System design interviews test your ability to architect scalable solutions. You don’t need to know every technology — focus on trade-offs and clear reasoning.

Framework for Any Design Question

  1. Clarify requirements — functional and non-functional (scale, latency, availability)
  2. Estimate scale — users, requests/sec, data size
  3. High-level design — draw boxes and arrows
  4. Deep dive — pick 2–3 components to detail
  5. Identify bottlenecks — and propose solutions
  6. Discuss trade-offs — why this approach over alternatives

Example: Design a URL Shortener

Requirements

  • Shorten long URLs to 6-character codes
  • Redirect on access
  • Track click counts
  • 100M URLs, 1000 redirects/sec

High-Level Design

  Client → Load Balancer → API Servers → Database
                              ↓
                           Cache (Redis)
  

Database Schema

  CREATE TABLE links (
    id          BIGSERIAL PRIMARY KEY,
    short_code  VARCHAR(10) UNIQUE NOT NULL,
    original_url TEXT NOT NULL,
    clicks      INTEGER DEFAULT 0,
    created_at  TIMESTAMP DEFAULT NOW()
);
CREATE INDEX idx_short_code ON links(short_code);
  

Short Code Generation

  • Base62 encoding of auto-increment ID (a-z, A-Z, 0-9)
  • 6 chars = 62^6 ≈ 56 billion unique codes
  • Alternative: random + collision check

Caching Strategy

  Redirect request:
1. Check Redis for short_code → URL
2. Cache hit → redirect immediately
3. Cache miss → query DB, populate cache, redirect
4. Async: increment click counter (don't block redirect)
  

Scaling

Component Scale Strategy
API servers Horizontal — stateless, add instances
Database Read replicas, shard by short_code hash
Cache Redis cluster, TTL for less popular links
Static assets CDN

Common Components

Load Balancer

Distributes traffic across servers. Options: AWS ALB, Nginx, HAProxy.

Caching

  • Redis/Memcached — in-memory key-value store
  • Cache-aside pattern: read cache → miss → read DB → write cache
  • Set TTL to prevent stale data

Message Queue

Decouple services for async processing:

  • AWS SQS, RabbitMQ, Kafka
  • Use for: email sending, analytics, image processing
  API → SQS → Worker Lambda → Process async
  

Database Choices

Type Use Case Examples
Relational (SQL) Structured data, transactions PostgreSQL, MySQL
Document (NoSQL) Flexible schema, horizontal scale MongoDB, DynamoDB
Key-Value Caching, sessions Redis, DynamoDB
Search Full-text search Elasticsearch

CDN

Cache static content (images, JS, CSS) at edge locations close to users.

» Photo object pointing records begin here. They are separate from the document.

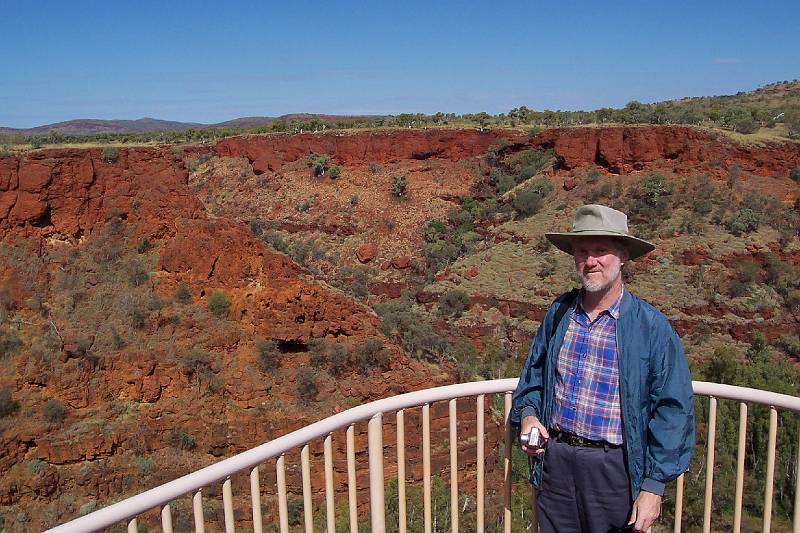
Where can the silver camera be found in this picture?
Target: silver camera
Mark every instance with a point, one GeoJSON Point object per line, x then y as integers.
{"type": "Point", "coordinates": [531, 439]}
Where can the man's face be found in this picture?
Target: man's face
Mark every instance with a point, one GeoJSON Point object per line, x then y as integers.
{"type": "Point", "coordinates": [598, 261]}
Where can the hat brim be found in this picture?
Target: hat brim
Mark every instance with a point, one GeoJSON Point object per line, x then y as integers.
{"type": "Point", "coordinates": [636, 247]}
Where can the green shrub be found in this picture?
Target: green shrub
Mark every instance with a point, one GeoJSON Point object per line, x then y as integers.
{"type": "Point", "coordinates": [54, 412]}
{"type": "Point", "coordinates": [8, 405]}
{"type": "Point", "coordinates": [197, 364]}
{"type": "Point", "coordinates": [453, 303]}
{"type": "Point", "coordinates": [746, 125]}
{"type": "Point", "coordinates": [465, 356]}
{"type": "Point", "coordinates": [789, 344]}
{"type": "Point", "coordinates": [182, 294]}
{"type": "Point", "coordinates": [88, 507]}
{"type": "Point", "coordinates": [181, 439]}
{"type": "Point", "coordinates": [37, 466]}
{"type": "Point", "coordinates": [318, 356]}
{"type": "Point", "coordinates": [399, 186]}
{"type": "Point", "coordinates": [318, 163]}
{"type": "Point", "coordinates": [338, 360]}
{"type": "Point", "coordinates": [371, 355]}
{"type": "Point", "coordinates": [655, 187]}
{"type": "Point", "coordinates": [276, 240]}
{"type": "Point", "coordinates": [294, 511]}
{"type": "Point", "coordinates": [528, 163]}
{"type": "Point", "coordinates": [144, 464]}
{"type": "Point", "coordinates": [743, 221]}
{"type": "Point", "coordinates": [143, 245]}
{"type": "Point", "coordinates": [306, 381]}
{"type": "Point", "coordinates": [528, 202]}
{"type": "Point", "coordinates": [267, 355]}
{"type": "Point", "coordinates": [219, 304]}
{"type": "Point", "coordinates": [9, 342]}
{"type": "Point", "coordinates": [354, 279]}
{"type": "Point", "coordinates": [109, 154]}
{"type": "Point", "coordinates": [417, 335]}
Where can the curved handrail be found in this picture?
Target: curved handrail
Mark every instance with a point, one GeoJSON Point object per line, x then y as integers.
{"type": "Point", "coordinates": [744, 394]}
{"type": "Point", "coordinates": [189, 483]}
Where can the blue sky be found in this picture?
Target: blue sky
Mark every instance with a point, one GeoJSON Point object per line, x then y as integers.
{"type": "Point", "coordinates": [214, 61]}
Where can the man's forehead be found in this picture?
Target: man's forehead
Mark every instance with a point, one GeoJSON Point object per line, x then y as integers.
{"type": "Point", "coordinates": [592, 241]}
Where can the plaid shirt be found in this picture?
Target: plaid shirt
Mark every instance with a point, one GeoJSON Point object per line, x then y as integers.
{"type": "Point", "coordinates": [586, 399]}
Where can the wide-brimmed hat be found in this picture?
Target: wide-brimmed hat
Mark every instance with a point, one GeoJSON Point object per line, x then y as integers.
{"type": "Point", "coordinates": [600, 221]}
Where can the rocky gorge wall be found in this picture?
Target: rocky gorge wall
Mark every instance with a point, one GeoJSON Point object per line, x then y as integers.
{"type": "Point", "coordinates": [66, 197]}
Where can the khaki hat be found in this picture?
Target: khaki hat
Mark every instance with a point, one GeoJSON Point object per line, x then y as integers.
{"type": "Point", "coordinates": [600, 221]}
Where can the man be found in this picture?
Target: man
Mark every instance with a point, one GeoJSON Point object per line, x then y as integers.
{"type": "Point", "coordinates": [607, 385]}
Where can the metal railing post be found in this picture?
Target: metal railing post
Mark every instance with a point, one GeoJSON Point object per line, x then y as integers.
{"type": "Point", "coordinates": [166, 519]}
{"type": "Point", "coordinates": [352, 501]}
{"type": "Point", "coordinates": [376, 496]}
{"type": "Point", "coordinates": [480, 459]}
{"type": "Point", "coordinates": [796, 516]}
{"type": "Point", "coordinates": [453, 420]}
{"type": "Point", "coordinates": [426, 466]}
{"type": "Point", "coordinates": [330, 508]}
{"type": "Point", "coordinates": [740, 453]}
{"type": "Point", "coordinates": [768, 485]}
{"type": "Point", "coordinates": [283, 504]}
{"type": "Point", "coordinates": [255, 499]}
{"type": "Point", "coordinates": [676, 526]}
{"type": "Point", "coordinates": [712, 435]}
{"type": "Point", "coordinates": [308, 504]}
{"type": "Point", "coordinates": [197, 510]}
{"type": "Point", "coordinates": [401, 472]}
{"type": "Point", "coordinates": [507, 467]}
{"type": "Point", "coordinates": [227, 504]}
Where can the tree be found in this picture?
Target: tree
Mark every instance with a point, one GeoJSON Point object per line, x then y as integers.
{"type": "Point", "coordinates": [267, 355]}
{"type": "Point", "coordinates": [306, 380]}
{"type": "Point", "coordinates": [399, 186]}
{"type": "Point", "coordinates": [453, 302]}
{"type": "Point", "coordinates": [318, 163]}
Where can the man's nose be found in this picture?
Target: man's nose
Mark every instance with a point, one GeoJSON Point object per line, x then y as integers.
{"type": "Point", "coordinates": [591, 259]}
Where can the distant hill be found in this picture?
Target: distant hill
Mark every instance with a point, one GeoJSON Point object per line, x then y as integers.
{"type": "Point", "coordinates": [95, 126]}
{"type": "Point", "coordinates": [743, 112]}
{"type": "Point", "coordinates": [148, 125]}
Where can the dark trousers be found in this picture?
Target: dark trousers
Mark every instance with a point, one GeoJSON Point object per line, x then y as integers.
{"type": "Point", "coordinates": [583, 490]}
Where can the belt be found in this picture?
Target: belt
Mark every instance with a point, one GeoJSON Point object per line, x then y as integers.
{"type": "Point", "coordinates": [579, 441]}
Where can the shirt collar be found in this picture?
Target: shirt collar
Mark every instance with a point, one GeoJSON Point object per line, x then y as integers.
{"type": "Point", "coordinates": [613, 310]}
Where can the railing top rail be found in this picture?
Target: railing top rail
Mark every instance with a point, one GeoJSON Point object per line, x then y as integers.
{"type": "Point", "coordinates": [744, 394]}
{"type": "Point", "coordinates": [189, 483]}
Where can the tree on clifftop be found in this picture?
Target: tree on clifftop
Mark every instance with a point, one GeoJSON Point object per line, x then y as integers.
{"type": "Point", "coordinates": [318, 163]}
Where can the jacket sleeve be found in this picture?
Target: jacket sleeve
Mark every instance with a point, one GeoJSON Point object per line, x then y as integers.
{"type": "Point", "coordinates": [670, 431]}
{"type": "Point", "coordinates": [527, 399]}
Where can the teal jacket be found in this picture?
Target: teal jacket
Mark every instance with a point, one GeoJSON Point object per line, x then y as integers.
{"type": "Point", "coordinates": [655, 392]}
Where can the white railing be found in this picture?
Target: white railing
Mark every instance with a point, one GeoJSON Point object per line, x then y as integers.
{"type": "Point", "coordinates": [249, 461]}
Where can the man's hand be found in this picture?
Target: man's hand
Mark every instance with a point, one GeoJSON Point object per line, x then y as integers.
{"type": "Point", "coordinates": [646, 509]}
{"type": "Point", "coordinates": [532, 422]}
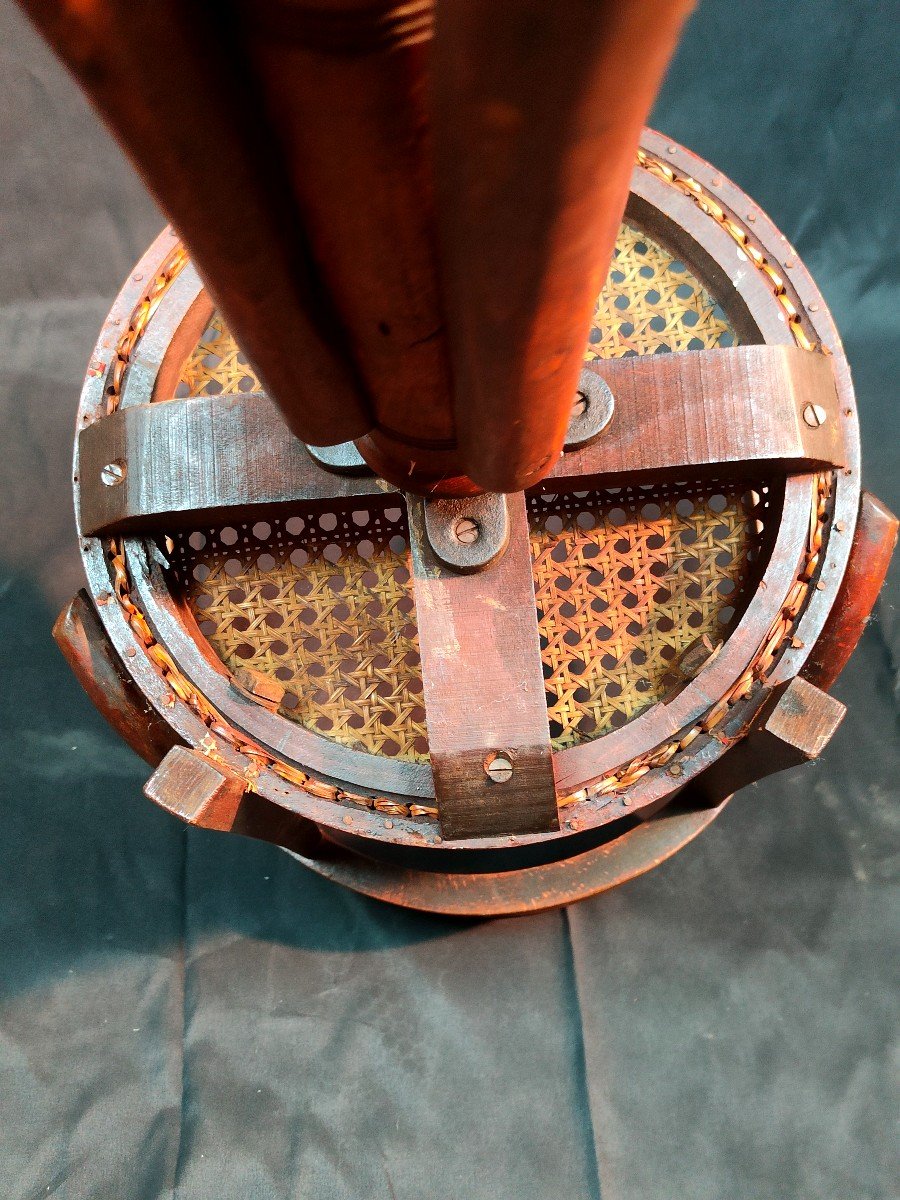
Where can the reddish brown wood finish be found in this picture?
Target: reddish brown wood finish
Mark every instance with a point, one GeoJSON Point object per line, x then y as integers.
{"type": "Point", "coordinates": [346, 84]}
{"type": "Point", "coordinates": [793, 725]}
{"type": "Point", "coordinates": [185, 108]}
{"type": "Point", "coordinates": [209, 795]}
{"type": "Point", "coordinates": [874, 541]}
{"type": "Point", "coordinates": [208, 457]}
{"type": "Point", "coordinates": [100, 671]}
{"type": "Point", "coordinates": [538, 109]}
{"type": "Point", "coordinates": [729, 408]}
{"type": "Point", "coordinates": [484, 688]}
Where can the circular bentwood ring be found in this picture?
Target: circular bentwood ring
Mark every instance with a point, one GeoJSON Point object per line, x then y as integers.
{"type": "Point", "coordinates": [282, 636]}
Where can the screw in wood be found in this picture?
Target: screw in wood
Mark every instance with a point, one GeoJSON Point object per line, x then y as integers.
{"type": "Point", "coordinates": [113, 473]}
{"type": "Point", "coordinates": [467, 531]}
{"type": "Point", "coordinates": [498, 768]}
{"type": "Point", "coordinates": [815, 415]}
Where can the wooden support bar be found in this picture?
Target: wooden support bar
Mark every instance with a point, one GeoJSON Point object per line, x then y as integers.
{"type": "Point", "coordinates": [484, 688]}
{"type": "Point", "coordinates": [762, 405]}
{"type": "Point", "coordinates": [874, 541]}
{"type": "Point", "coordinates": [793, 726]}
{"type": "Point", "coordinates": [179, 461]}
{"type": "Point", "coordinates": [209, 795]}
{"type": "Point", "coordinates": [197, 790]}
{"type": "Point", "coordinates": [174, 87]}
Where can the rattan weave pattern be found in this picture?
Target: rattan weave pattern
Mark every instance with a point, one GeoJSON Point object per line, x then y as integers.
{"type": "Point", "coordinates": [323, 601]}
{"type": "Point", "coordinates": [651, 304]}
{"type": "Point", "coordinates": [627, 581]}
{"type": "Point", "coordinates": [623, 587]}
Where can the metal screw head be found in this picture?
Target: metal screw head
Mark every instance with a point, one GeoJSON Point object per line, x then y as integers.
{"type": "Point", "coordinates": [467, 531]}
{"type": "Point", "coordinates": [815, 415]}
{"type": "Point", "coordinates": [498, 767]}
{"type": "Point", "coordinates": [113, 473]}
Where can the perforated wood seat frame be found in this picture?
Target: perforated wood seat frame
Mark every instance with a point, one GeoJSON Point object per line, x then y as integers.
{"type": "Point", "coordinates": [675, 606]}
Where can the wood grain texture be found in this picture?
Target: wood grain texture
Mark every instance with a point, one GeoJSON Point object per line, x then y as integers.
{"type": "Point", "coordinates": [792, 726]}
{"type": "Point", "coordinates": [874, 541]}
{"type": "Point", "coordinates": [209, 795]}
{"type": "Point", "coordinates": [363, 181]}
{"type": "Point", "coordinates": [189, 460]}
{"type": "Point", "coordinates": [93, 658]}
{"type": "Point", "coordinates": [713, 408]}
{"type": "Point", "coordinates": [186, 460]}
{"type": "Point", "coordinates": [537, 114]}
{"type": "Point", "coordinates": [484, 687]}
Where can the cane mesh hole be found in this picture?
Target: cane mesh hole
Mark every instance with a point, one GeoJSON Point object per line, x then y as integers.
{"type": "Point", "coordinates": [625, 579]}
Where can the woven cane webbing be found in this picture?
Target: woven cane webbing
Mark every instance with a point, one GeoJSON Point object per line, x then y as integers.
{"type": "Point", "coordinates": [625, 581]}
{"type": "Point", "coordinates": [651, 304]}
{"type": "Point", "coordinates": [216, 365]}
{"type": "Point", "coordinates": [322, 600]}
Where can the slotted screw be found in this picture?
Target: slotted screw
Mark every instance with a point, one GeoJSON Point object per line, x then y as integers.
{"type": "Point", "coordinates": [466, 531]}
{"type": "Point", "coordinates": [113, 473]}
{"type": "Point", "coordinates": [815, 415]}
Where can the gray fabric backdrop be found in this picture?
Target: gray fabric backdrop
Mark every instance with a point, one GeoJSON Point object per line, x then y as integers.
{"type": "Point", "coordinates": [192, 1015]}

Python-Specific Architecture

                      ┌─────────────┐
                    │   Nginx     │
                    └──────┬──────┘
                           │
              ┌────────────┼────────────┐
              ▼            ▼            ▼
        ┌──────────┐ ┌──────────┐ ┌──────────┐
        │ Gunicorn │ │ Gunicorn │ │ Gunicorn │
        │ FastAPI  │ │ FastAPI  │ │ FastAPI  │
        └────┬─────┘ └────┬─────┘ └────┬─────┘
             │            │            │
             └────────────┼────────────┘
                          ▼
                   ┌─────────────┐
                   │ PostgreSQL  │
                   │  (primary)  │
                   └──────┬──────┘
                          │
                   ┌──────┴──────┐
                   ▼             ▼
             ┌──────────┐  ┌──────────┐
             │ Replica  │  │  Redis   │
             └──────────┘  └──────────┘
  

See Flask URL Shortener Project for a simplified implementation.

Key Trade-offs to Discuss

Decision Option A Option B
Consistency vs availability Strong consistency (SQL) Eventual consistency (NoSQL)
Sync vs async Simple, immediate Scalable, complex
Monolith vs microservices Faster to build Independent scaling
SQL vs NoSQL ACID, joins Flexible schema, scale-out
Push vs pull CDN Real-time updates Simpler architecture

CAP Theorem (Brief)

In a distributed system, you can guarantee at most two of:

  • Consistency — all nodes see same data
  • Availability — every request gets a response
  • Partition tolerance — system works despite network failures

Most modern systems choose AP (availability + partition tolerance) with eventual consistency.